Timeout during connect (likely firewall problem)
-
Hi.
I have been running pfSense (Hyper-VM) alongside nginx (Windows) for a few years now.
I recently un-virtualised pfSense and moved it to it's only hardware.
My LetsEncrypt certificates are due to expire soon, so I thought I'd renew them, but I am getting "Timeout during connect (likely firewall problem)" errors when I run the le64.exe command in my bat file (simple, I know).
It has worked many times previously, but not today.
I updated le64.exe to the latest version (0.38.0.0), but still getting the timeouts.
I assume there is something in pfSense blocking it, but for the life of me I cant figure it out.
Any pointers would be appreciated.
Thanks in advance.
-
Do you seen anything blocked from that client in the firewall logs?
Are you running Snort or Suricata?
I assume that client can otherwise connect out to other sites fine?
Steve
-
@stephenw10 Everything is working fine, I just cannot renew the certs.

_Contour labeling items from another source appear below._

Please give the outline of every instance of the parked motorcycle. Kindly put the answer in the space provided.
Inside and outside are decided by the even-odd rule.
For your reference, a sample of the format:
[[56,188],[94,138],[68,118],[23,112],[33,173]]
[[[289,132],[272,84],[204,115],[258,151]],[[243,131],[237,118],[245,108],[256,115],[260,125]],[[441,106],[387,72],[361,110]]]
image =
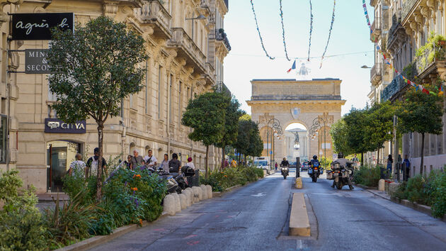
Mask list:
[[327,179],[333,179],[333,185],[338,189],[342,189],[345,185],[348,185],[353,189],[352,179],[353,179],[353,168],[351,166],[341,165],[337,162],[333,162],[332,170],[327,171]]
[[282,172],[282,175],[283,176],[283,179],[287,179],[287,176],[288,176],[289,172],[290,172],[290,169],[288,169],[288,167],[287,166],[282,167],[280,168],[280,172]]

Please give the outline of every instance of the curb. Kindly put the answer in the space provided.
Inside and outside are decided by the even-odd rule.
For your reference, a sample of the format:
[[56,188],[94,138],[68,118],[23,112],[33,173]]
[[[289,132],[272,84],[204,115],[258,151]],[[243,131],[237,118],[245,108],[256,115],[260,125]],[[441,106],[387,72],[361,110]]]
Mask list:
[[[164,218],[167,217],[168,215],[166,213],[163,213],[156,220],[159,221],[160,219]],[[141,228],[144,228],[151,223],[144,221],[142,223],[142,226]],[[98,245],[109,242],[113,239],[115,239],[120,236],[124,235],[125,234],[134,231],[138,229],[139,227],[136,224],[124,225],[120,228],[115,229],[113,233],[110,233],[108,235],[97,235],[93,236],[91,238],[84,240],[81,242],[61,247],[59,249],[56,250],[56,251],[71,251],[71,250],[88,250],[91,248],[93,248]]]
[[[428,215],[429,216],[430,216],[432,218],[434,218],[432,216],[432,209],[431,209],[431,208],[430,206],[425,206],[425,205],[422,205],[422,204],[418,204],[417,203],[411,202],[411,201],[408,201],[406,199],[401,199],[396,198],[396,197],[390,197],[390,199],[389,199],[389,198],[386,198],[384,196],[382,196],[380,194],[375,194],[373,191],[370,191],[368,189],[367,189],[367,191],[370,192],[370,193],[372,193],[372,194],[374,194],[374,195],[376,195],[376,196],[379,196],[379,197],[381,197],[382,199],[387,199],[388,201],[391,201],[391,202],[393,202],[394,203],[399,204],[399,205],[401,205],[401,206],[404,206],[406,207],[408,207],[408,208],[412,208],[412,209],[413,209],[415,211],[418,211],[420,213],[425,213],[425,214]],[[442,218],[438,218],[440,221],[442,221],[443,222],[446,222],[446,214],[445,214],[443,216]]]

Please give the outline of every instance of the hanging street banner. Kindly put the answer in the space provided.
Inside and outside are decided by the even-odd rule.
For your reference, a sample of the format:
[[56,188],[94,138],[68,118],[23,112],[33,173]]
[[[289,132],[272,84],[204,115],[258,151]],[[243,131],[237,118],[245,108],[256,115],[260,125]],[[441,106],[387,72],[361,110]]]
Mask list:
[[74,123],[65,123],[57,118],[45,119],[45,132],[52,133],[85,133],[86,132],[85,121],[76,121]]
[[12,14],[12,40],[50,40],[51,28],[74,30],[72,13],[33,13]]
[[25,73],[51,73],[47,57],[48,50],[25,50]]

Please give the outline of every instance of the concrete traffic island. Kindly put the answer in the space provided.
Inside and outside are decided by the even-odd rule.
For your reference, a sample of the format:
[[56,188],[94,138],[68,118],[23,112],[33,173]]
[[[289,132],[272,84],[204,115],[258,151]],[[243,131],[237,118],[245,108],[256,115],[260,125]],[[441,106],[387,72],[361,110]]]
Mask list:
[[292,194],[289,233],[290,235],[293,236],[310,236],[309,220],[307,213],[305,198],[302,193]]

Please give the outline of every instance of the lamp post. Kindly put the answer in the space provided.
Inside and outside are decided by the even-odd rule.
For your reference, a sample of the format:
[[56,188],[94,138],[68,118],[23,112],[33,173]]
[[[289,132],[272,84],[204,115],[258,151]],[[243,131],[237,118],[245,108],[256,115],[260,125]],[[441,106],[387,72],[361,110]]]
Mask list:
[[278,135],[283,134],[282,131],[282,127],[280,126],[280,122],[277,118],[271,118],[266,123],[266,154],[270,157],[270,169],[271,169],[273,158],[274,157],[274,152],[273,152],[273,147],[271,147],[271,152],[270,153],[269,149],[269,140],[270,140],[270,123],[271,123],[271,145],[274,145],[274,131],[275,130]]
[[206,19],[206,17],[202,14],[198,15],[196,18],[185,18],[185,20],[192,20],[192,40],[193,40],[193,21]]

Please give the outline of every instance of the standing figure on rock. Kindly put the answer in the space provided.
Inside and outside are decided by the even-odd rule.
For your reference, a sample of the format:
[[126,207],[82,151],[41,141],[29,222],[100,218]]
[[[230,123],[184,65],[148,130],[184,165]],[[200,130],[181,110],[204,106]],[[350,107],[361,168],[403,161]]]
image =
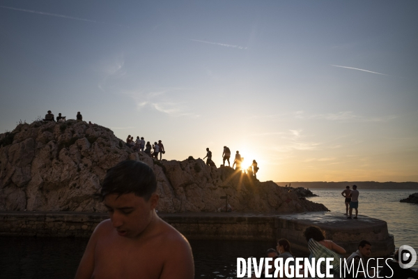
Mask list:
[[75,117],[77,119],[77,122],[81,122],[83,121],[83,116],[80,114],[80,112],[77,112]]
[[146,142],[146,145],[145,146],[145,153],[151,156],[151,144],[150,142]]
[[144,140],[144,137],[141,137],[141,146],[139,146],[139,148],[141,149],[141,151],[144,151],[144,147],[145,147],[145,140]]
[[[162,158],[162,153],[165,153],[165,150],[164,150],[164,144],[162,144],[162,142],[161,142],[161,140],[158,141],[158,146],[160,147],[160,160],[161,160]],[[158,158],[157,158],[157,159],[158,159]]]
[[258,164],[257,164],[257,162],[256,162],[255,160],[253,160],[253,163],[251,165],[251,167],[253,167],[253,173],[254,174],[254,177],[256,179],[257,179],[257,172],[258,172]]
[[228,161],[228,167],[231,167],[231,163],[229,163],[229,158],[231,158],[231,150],[226,146],[224,146],[224,153],[222,153],[224,159],[224,166],[225,166],[225,161]]
[[48,110],[48,113],[45,114],[45,119],[43,119],[44,121],[55,121],[54,119],[54,114],[52,114],[50,110]]
[[232,168],[236,165],[237,167],[235,169],[241,169],[241,162],[242,162],[242,158],[241,158],[241,154],[240,154],[240,151],[237,150],[237,153],[235,154],[235,158],[233,160],[233,164],[232,164]]
[[212,161],[212,151],[209,150],[209,148],[206,149],[206,151],[208,151],[208,153],[203,158],[203,160],[205,160],[205,158],[208,157],[208,159],[206,159],[206,165],[210,165],[210,162]]
[[346,190],[341,193],[341,195],[346,198],[346,214],[344,215],[348,215],[348,204],[351,202],[351,197],[349,197],[350,193],[351,190],[350,190],[350,186],[346,187]]
[[157,142],[154,142],[154,144],[153,144],[153,149],[154,149],[154,153],[153,153],[153,156],[151,157],[155,157],[155,159],[158,160],[158,152],[160,152],[160,146],[157,144]]

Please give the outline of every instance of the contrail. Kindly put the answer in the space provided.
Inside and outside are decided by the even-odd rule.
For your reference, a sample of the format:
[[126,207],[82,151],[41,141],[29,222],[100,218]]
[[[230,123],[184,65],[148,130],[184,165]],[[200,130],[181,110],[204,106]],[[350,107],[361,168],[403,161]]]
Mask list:
[[353,70],[362,70],[363,72],[372,73],[373,73],[373,74],[383,75],[386,75],[386,74],[382,74],[382,73],[381,73],[372,72],[371,70],[363,70],[363,69],[358,69],[358,68],[357,68],[346,67],[346,66],[338,66],[338,65],[330,65],[330,66],[334,66],[334,67],[346,68],[347,68],[347,69],[353,69]]
[[13,8],[13,7],[6,7],[5,6],[0,6],[0,8],[6,8],[6,9],[9,9],[9,10],[19,10],[19,11],[21,11],[21,12],[36,13],[36,14],[38,14],[38,15],[50,15],[52,17],[68,18],[69,20],[81,20],[81,21],[83,21],[83,22],[94,22],[94,23],[100,23],[102,24],[111,24],[111,25],[117,25],[117,26],[120,26],[120,27],[123,26],[123,25],[120,25],[120,24],[111,24],[111,23],[106,23],[106,22],[98,22],[98,21],[95,21],[95,20],[86,20],[84,18],[69,17],[68,15],[58,15],[56,13],[45,13],[45,12],[39,12],[38,10],[20,9],[20,8]]
[[208,43],[208,44],[210,44],[210,45],[222,45],[222,47],[234,47],[234,48],[238,48],[238,49],[240,49],[240,50],[247,50],[248,48],[248,47],[241,47],[240,45],[223,44],[223,43],[221,43],[208,42],[206,40],[194,40],[194,39],[189,39],[189,40],[194,40],[195,42]]

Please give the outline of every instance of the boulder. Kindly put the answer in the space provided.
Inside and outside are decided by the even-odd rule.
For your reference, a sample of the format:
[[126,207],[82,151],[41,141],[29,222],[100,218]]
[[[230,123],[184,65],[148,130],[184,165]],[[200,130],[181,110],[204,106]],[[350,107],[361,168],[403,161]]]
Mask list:
[[104,212],[98,194],[109,168],[124,160],[154,170],[160,212],[215,212],[228,203],[240,212],[327,211],[272,181],[200,158],[158,160],[134,152],[109,128],[84,122],[33,122],[0,134],[0,211]]

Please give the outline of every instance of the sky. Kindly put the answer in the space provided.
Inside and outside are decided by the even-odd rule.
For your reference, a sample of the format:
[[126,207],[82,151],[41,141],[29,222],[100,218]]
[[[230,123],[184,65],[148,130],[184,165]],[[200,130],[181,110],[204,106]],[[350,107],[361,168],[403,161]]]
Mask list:
[[[418,181],[416,1],[0,0],[0,133],[48,110],[274,181]],[[231,162],[232,163],[232,162]]]

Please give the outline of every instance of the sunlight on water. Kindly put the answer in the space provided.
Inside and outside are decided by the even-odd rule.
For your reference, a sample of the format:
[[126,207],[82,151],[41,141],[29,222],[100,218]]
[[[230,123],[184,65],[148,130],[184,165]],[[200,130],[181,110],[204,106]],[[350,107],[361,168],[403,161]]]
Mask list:
[[[319,197],[309,199],[325,205],[332,212],[346,213],[343,189],[310,189]],[[418,204],[399,202],[417,190],[374,190],[357,188],[359,218],[366,215],[386,221],[389,233],[394,236],[396,248],[409,245],[418,253]],[[418,267],[415,264],[415,267]]]

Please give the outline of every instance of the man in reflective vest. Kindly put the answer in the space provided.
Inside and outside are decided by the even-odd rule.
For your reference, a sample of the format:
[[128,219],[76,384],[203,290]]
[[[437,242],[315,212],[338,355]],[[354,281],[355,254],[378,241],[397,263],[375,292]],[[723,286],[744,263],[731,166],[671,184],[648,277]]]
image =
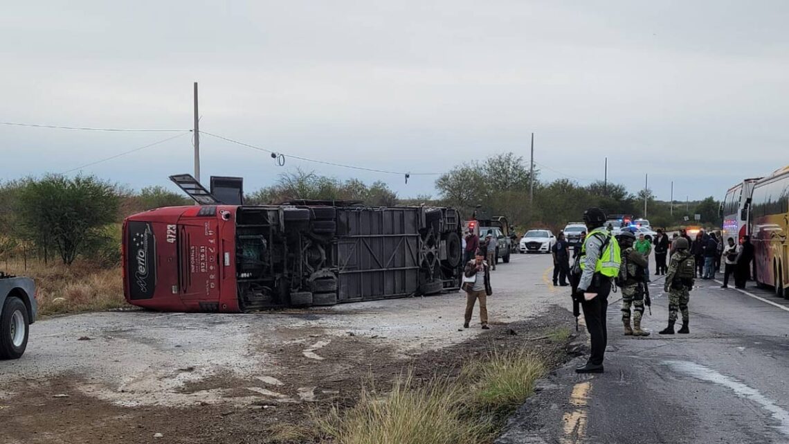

Access to the internet is fine from withing the LAN and remote access to the services behind the nginx rp is fine.
Thanks.
-
Am I correct the LetsEncypt wants to hit a web server (80) to renew the cert?
-
@andyrh said in Timeout during connect (likely firewall problem):
Am I correct the LetsEncypt wants to hit a web server (80) to renew the cert?
Ah, that might be why, as I have port 80 closed.
-
Mmm, you should see that logged unless you have a specific block rule for port 80 without logging enabled.
Steve
-
Port 80 was disabled in rules and Nat.
As soon as I enabled them, the certs renewed successfully.
Thanks for pointing me in the right direction, much appreciated.